Previously, the limit remained unchanged if a foreign institutional investor reinvested the proceeds within five days.
However, the regulator on Tuesday completely shut this door for FIIs, declaring that such limits allocated to the investor would lapse either at the time of sale of the security or upon redemption.
'It has been decided that henceforth, re-investment period shall not be allowed for all new allocations of debt limits to foreign institutional investors/sub-accounts.

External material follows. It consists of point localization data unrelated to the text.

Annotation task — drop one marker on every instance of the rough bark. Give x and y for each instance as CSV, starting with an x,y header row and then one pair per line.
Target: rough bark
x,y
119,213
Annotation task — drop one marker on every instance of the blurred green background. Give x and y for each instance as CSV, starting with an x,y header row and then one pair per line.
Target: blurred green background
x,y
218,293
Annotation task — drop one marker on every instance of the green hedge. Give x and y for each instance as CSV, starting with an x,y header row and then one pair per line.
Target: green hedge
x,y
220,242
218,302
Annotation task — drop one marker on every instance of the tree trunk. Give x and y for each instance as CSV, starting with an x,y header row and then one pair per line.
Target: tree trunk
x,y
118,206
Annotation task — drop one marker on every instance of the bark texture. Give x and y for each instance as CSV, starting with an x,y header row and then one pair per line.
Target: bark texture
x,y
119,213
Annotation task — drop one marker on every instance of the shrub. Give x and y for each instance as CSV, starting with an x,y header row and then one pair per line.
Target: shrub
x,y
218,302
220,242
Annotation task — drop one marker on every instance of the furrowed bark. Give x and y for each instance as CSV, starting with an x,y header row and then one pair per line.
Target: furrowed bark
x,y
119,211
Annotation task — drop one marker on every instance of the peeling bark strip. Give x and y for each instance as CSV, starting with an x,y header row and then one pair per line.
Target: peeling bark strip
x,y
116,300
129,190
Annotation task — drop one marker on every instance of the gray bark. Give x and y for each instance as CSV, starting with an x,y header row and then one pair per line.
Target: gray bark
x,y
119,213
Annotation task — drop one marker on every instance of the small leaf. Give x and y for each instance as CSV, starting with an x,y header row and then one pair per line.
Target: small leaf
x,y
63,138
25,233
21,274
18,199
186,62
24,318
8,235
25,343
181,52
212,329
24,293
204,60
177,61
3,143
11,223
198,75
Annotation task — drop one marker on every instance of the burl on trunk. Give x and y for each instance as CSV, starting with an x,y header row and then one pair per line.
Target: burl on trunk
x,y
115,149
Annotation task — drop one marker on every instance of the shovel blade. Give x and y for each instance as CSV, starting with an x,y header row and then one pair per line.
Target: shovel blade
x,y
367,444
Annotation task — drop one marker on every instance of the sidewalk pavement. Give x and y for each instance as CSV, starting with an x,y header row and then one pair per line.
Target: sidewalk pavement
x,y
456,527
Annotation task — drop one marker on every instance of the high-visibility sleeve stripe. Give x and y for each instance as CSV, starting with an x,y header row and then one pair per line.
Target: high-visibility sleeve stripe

Thus, the limits acquired in the bidding sessions henceforth shall expire/lapse on either sale or redemption at maturity of the debt investments,' SEBI said in a circular.
However, the regulator said, 'Fresh limits shall again be allocated in subsequent bidding processes.' It further said if an FII decides to exit its holdings in the long-term infrastructure fund category during the lock-in period, the limit shall automatically be transferred to the buyer of the instrument.
However, it added that if an investor decides to sell or redeem his holdings after the lock-in period, the limit shall expire or lapse.
On how FIIs/sub-accounts that currently hold limits/ investments will be treated, SEBI said the existing limits will expire if total sales made from the existing debt portfolio (current debt investment and the un-utilised limit
currently with the entity, if any) is twice the size of its debt portfolio as of on Tuesday, or upon expiry of two years from now (i.e. 2 January, 2014).
The regulator also clarified that FIIs/sub-accounts are not required to sell their debt holdings after they reach the threshold mentioned above and can continue to retain the debt investments beyond the threshold.
However, sale or redemption thereon will not be eligible for re-investment beyond this threshold.